Il suo sguardo è rivolto a chi di pena muore. Livio sa che anche laddove la pena di morte non c’è più, anche laddove la pena fino alla morte è abolita, continua a esistere la morte per pena. E continua a esistere la morte per pena perché esiste il carcere.
Sono già 35 i suicidi avvenuti in carcere quest’anno. Dal libro apprendiamo che sono milleottocento quelli avvenuti da inizio ‘900 mentre quasi tremila esseri umani sono morti in carcere. Poi ci sono gli atti di autolesionismo, spesso ultima disperata istanza per dire “io esisto!”. Con le violenze che vengono perpetrate da chi, in questo luogo mortifero, si abbruttisce nel circolo vizioso senza fine del male che chiama male.
Numeri che parlano. Ma poi servono occhi che vedano. Perché se i muri di cinta dei penitenziari fossero cristalli trasparenti e le pareti di vetro, allora le petizioni popolari, le proposte di legge se non addirittura i decreti legge dettati da ragioni di “necessità e urgenza” di chiudere questi istituti, si sprecherebbero. Perché quello che accade là dentro, nascosto da alti muri di cemento e magari anche da “gelosie” alle finestre, urta contro il senso di umanità. E può durare fintanto che non lo si vede.
Nella guerra che si combatte nei campi di battaglia, i responsabili delle ostilità sono noti. Ma nel conflitto che ogni giorno si consuma nelle carceri dove la trasparenza svanisce insieme alla conoscenza di ciò che accade là dentro, le cose vanno diversamente e sembra che la responsabilità sia solo e sempre di chi in carcere ci è entrato. Vale per me quello che disse il Primo Ministro britannico Clement Attlee nel discorso di apertura della Conferenza istitutiva dell’UNESCO: “Le guerre, dopo tutto, non iniziano nelle menti degli uomini?” Perché è dal nostro modo di pensare che si determina il cambiamento.

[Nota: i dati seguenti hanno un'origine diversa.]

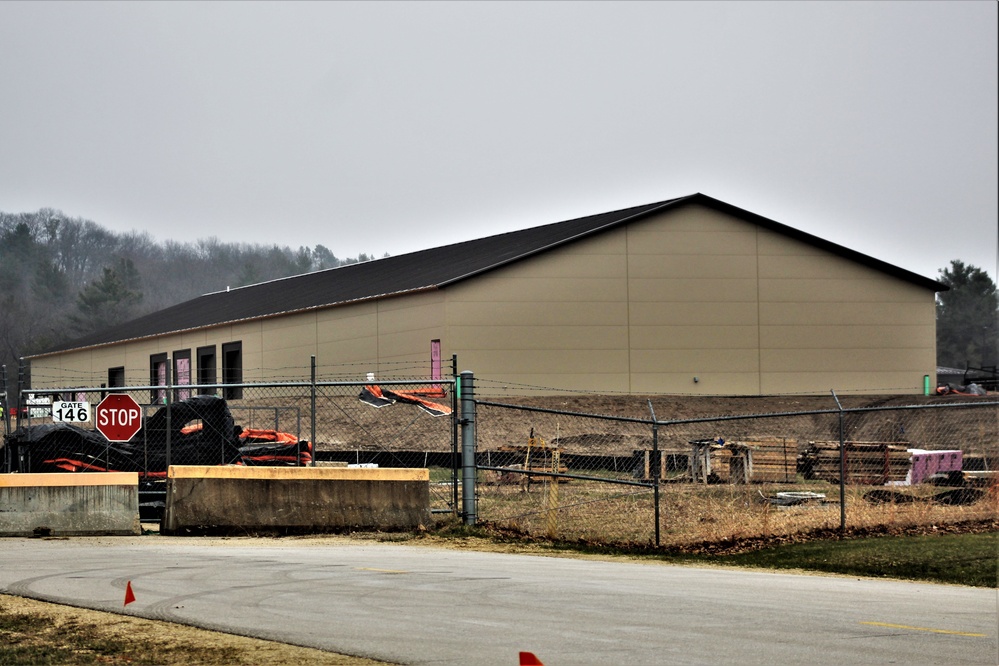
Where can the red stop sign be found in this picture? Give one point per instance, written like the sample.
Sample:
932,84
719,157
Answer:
118,417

Ecco allora che risulta attualissimo quanto affermato già dal “Manifesto No Prison” nel 2012 che dichiarava doveroso un radicale cambio di paradigma, un’uscita dalla concezione patibolare della giustizia che vuole la componente del dolore come riparatrice di un male accaduto. II volume descrive i nodi da sciogliere nello stretto mondo della reclusione: dalle case di lavoro all’ergastolo, dal 41bis alla questione della segregazione in carcere prevalentemente dei “perdenti”, i poveri, gli emarginati.

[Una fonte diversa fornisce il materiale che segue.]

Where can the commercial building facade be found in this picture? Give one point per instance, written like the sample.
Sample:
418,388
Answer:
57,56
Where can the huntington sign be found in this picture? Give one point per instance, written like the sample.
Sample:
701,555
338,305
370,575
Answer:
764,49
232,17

È una denuncia di come il diritto penale sia divenuto ormai e sempre di più il modo in cui si affrontano (o per meglio dire, non affrontano) questioni sociali. Il diritto penale con la sua appendice carceraria diventa così merce a buon mercato nello scambio tra elettori ed eletti. Uno scambio che per essere proficuo richiede la creazione e la costante alimentazione di un clima di paura che costringe a rifugiarsi in sentimenti primordiali quale la vendetta. Lucida poi è la denuncia di quanto la risposta insita nella pena come privazione della libertà comporti in realtà una de-responsabilizzazione dell’autore del reato. Quando invece quello che conta è l’esercizio della responsabilità. Responsabilità che porta con sé la riparazione del danno arrecato e anche il recupero all’ordine sociale di chi quell’ordine ha infranto.

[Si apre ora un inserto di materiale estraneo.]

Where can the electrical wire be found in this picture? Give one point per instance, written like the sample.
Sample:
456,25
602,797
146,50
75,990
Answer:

È un libro quello di Livio Ferrari che nel paragonare il carcere all’ultimo avamposto manicomiale, recupera il pensiero di Basaglia. E che eleva a faro di un pensiero volto al futuro quello di chi, come Gustav Radbruch, quasi un secolo fa, a metà novecento, voleva un “codice penale senza pene”. Un uomo di grande sensibilità e intelligenza che non chiedeva un “miglioramento del diritto penale, ma un suo superamento con qualcosa di meglio del diritto penale” abbandonando gli atteggiamenti sanzionatori di carattere repressivo e vendicativo, per concretizzarli in leggi più umane e ragionevoli.
Conclude il libro un capitolo dedicato alle canzoni. Perché Livio Ferrari è legato alla musica e alle canzoni. Ha composto circa centocinquanta brani e tra questi c’è una canzone ambientata in carcere scritta quando ancora non conosceva direttamente questo luogo. Ma il carcere ritorna anche in diversi altri cantautori. Chi ne canta lo denuncia, lo racconta più intimamente. Come in un processo alchemico, la combinazione di note musicali, può sprigionare forza vitale. E così anche la canzone può contribuire a questo processo di liberazione da questo altro ferrovecchio della storia.